Valerie Mena has worked almost every restaurant job there is.

She's been a waitress, a hostess, an assistant manager, a manager, and now she's marketing director.

Valerie, a Hilliard resident, also is only 12 years old and will start eighth grade in the fall.

The precocious preteen is one of 137 children in Hilliard who are getting on-the-job experience long before they are old enough to work.

That experience comes through a free summer-lunch program. Instead of just serving up food and a few low-key activities to the kindergartners through eighth-graders who get a free lunch in the summer, Serving Our Neighbors Ministries in Hilliard also has the children serving the community.

Each Friday, 67 children are bused to the Hilliard Church of Christ at noon. They hurry up and eat the lunch provided to them and then start preparing tacos, rice, guacamole and more to serve to community members.

While the children's meals are funded by the government, the meals they prepare for community members are funded by donations, usually from the diners themselves, said Sarah Florimonte, development and communications associate with SON Ministries, a faith-based nonprofit group that hosts the summer-lunch program and the children's "restaurants."

At 1 p.m., teachers, city officials, parents and others arrive.

A hostess in pigtails hands each person a menu and seats them. Then the children scurry around, taking orders and filling them, making sure everyone has silverware and a drink, and chatting with the patrons.

It's called Taco Bell Jr., and it started in 2012. The restaurants now are included at all three free summer-lunch programs in Hilliard.

At 10 a.m. on Wednesdays, students serve at HoRIZE 'n Shine at Horizon Elementary School, 6000 Renner Road in west Columbus, and at 1 p.m. on Thursdays community members can catch children serving at Casa de Friends at Resurrection Evangelical Lutheran Church, at 3500 Main St. in Hilliard.

Valerie and the others take great pride in the fact that the restaurant is run by children. There is adult supervision, but the children do all the planning and decision-making.

Her role as marketing director means she keeps "the vibe of the place."
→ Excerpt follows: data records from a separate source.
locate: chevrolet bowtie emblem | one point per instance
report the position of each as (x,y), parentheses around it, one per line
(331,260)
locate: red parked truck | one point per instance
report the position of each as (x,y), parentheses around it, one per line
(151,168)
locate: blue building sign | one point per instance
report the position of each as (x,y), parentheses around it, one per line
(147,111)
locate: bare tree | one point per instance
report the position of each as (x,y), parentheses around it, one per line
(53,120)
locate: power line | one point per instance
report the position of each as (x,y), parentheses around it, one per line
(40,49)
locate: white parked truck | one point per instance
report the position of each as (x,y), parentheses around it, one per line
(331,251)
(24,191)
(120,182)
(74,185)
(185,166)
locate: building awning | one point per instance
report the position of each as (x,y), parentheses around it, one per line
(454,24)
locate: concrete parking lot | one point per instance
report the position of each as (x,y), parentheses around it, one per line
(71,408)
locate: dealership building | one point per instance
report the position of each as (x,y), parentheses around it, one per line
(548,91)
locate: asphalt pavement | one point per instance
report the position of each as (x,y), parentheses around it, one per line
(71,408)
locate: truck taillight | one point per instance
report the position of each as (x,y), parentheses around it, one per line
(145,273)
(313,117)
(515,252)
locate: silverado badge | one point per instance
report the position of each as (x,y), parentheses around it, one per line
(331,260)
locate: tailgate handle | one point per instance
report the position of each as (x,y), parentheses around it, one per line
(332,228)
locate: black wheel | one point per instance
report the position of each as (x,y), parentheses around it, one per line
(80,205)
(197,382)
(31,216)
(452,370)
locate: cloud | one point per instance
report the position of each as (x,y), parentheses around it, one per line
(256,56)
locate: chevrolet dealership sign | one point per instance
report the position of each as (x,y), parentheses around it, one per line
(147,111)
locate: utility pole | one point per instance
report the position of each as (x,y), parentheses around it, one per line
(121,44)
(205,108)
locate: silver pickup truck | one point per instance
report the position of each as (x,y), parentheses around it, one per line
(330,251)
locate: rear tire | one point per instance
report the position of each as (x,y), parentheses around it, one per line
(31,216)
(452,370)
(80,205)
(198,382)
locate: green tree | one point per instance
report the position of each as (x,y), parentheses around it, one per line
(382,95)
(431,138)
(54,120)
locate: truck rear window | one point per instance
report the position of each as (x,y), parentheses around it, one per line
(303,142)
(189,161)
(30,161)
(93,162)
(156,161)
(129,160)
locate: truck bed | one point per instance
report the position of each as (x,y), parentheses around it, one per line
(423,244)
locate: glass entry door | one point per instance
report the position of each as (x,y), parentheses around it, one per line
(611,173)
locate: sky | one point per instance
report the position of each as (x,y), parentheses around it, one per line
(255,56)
"I try to make everything look pretty," she said. "I make everyone look their best and act their best."

Valerie's mother, Gabriela Paredes, is proud of her daughter and her son Hugo, 14, who is the manager.

Paredes was dining at the restaurant on a recent Friday with one of her younger children, Ian Mena, 3, by her side, happily munching on tortilla chips.

"They love it," she said. "They come and have lunch and have fun with friends. ... They learn a lot of good things from it."

More than 500 children are fed at the three programs and about 137 participate in the entrepreneurial restaurants, Florimonte said.

"Every year, they get better at it," said Hilliard City Councilman Les Carrier. "I think it teaches them how to interact and to learn a skill."

Carrier said he goes to Taco Bell Jr. every year.

"Talk about a taco, these kids know how to make one," he said.

In addition to good food, Carrier likes the program because of the skills it teaches kids and the fact that it gives them something constructive to do.

"It's really made an impact in our community," he said.

Kim Emch agrees.

Though she founded SON Ministries and its summer-lunch program in 2009, she credits a group of children with creating the restaurants a few years later.

As she tells it, a group of older children frequently was getting into trouble during the summer-lunch program. They admitted they were bored.

Their idea? To start a restaurant.

Emch agreed and the group shook on it, setting the following Friday as its opening day.

When Emch walked in that first day, she said, she didn't know what she'd see. She certainly didn't expect a young boy in a three-piece suit to welcome her with a handshake.

"I cried," Emch said. "I had never seen anything so amazing."

Those interested in dining at one of the three child-run restaurants can make a reservation at Emch said the remaining dates for the summer are July 13, 14, 19, 20 and 21.

Meals are free, but donations are accepted.